Boat Sales Sinking In Sluggish Economy
Posted: May 5, 2008 07:00 PM PDT
Updated: May 6, 2008 06:58 AM PDT
GAUTIER (WLOX) -- A lot full of boats and few customers has Sales Manager Winston Harbin just trying to stay afloat at Rough Water Marine in Gautier.
"So far it's been tough, and it's going to be tough the rest of the year," Harbin said.
April through May are considered peak boat-buying months. But with two boats from 2007 still in his yard, Harbin is stuck trying to weather an economic storm.
"We've got to fight for every one right now because it's a tough economy to get through," Harbin says.

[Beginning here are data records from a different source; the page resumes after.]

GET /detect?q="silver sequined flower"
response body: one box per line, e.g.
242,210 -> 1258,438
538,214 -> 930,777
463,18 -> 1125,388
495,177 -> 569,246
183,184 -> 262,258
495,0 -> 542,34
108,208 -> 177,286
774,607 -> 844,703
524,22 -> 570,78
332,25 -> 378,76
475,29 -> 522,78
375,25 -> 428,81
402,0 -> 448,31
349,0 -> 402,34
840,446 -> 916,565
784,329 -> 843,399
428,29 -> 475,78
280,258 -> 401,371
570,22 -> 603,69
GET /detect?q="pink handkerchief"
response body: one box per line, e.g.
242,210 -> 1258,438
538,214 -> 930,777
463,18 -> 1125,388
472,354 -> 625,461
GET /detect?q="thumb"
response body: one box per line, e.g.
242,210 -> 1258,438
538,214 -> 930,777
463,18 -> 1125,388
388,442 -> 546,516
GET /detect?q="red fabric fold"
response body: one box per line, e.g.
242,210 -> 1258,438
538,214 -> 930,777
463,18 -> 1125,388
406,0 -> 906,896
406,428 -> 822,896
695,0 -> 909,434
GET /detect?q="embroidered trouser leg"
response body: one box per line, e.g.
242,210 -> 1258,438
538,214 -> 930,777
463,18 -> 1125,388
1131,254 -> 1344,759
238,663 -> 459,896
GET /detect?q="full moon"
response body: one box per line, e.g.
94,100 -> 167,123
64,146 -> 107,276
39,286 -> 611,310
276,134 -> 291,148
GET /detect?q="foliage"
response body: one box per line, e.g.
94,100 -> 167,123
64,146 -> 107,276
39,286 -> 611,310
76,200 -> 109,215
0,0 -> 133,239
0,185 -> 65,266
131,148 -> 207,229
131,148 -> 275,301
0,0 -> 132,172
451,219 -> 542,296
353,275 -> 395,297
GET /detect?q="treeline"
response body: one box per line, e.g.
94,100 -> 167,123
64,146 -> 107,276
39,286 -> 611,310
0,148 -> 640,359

He's only sold about half of what he sold last year, and believes rising gas prices and a sinking economy are to blame. Owning a boat is a luxury, and Harbin says the initial $35,000 bill isn't the only price you'll pay for a good time.
"A good weekend can run into several hundred dollars real quick. Those red snapper out there cost more and more to catch every year it seems," Harbin said.
Sales for parts and accessories have held strong, and maintenance work keeps a steady stream of boats coming in. That's because people are fixing what they've got, instead of snagging something new off Harbin's lot.
"I still have a couple boats we need to move, but the economy makes it a tougher job to do. We just have to work harder at it," Harbin said.
Harbin hopes his 26 foot Angler will sell soon. But he won't be ordering any more this large, as long as boaters keep downsizing their dreams.
Many boaters are opting for more fuel efficient motors; one at Rough Water uses about 40 percent less fuel. People are also opting for personal watercraft like jet skis as an alternative to large boats.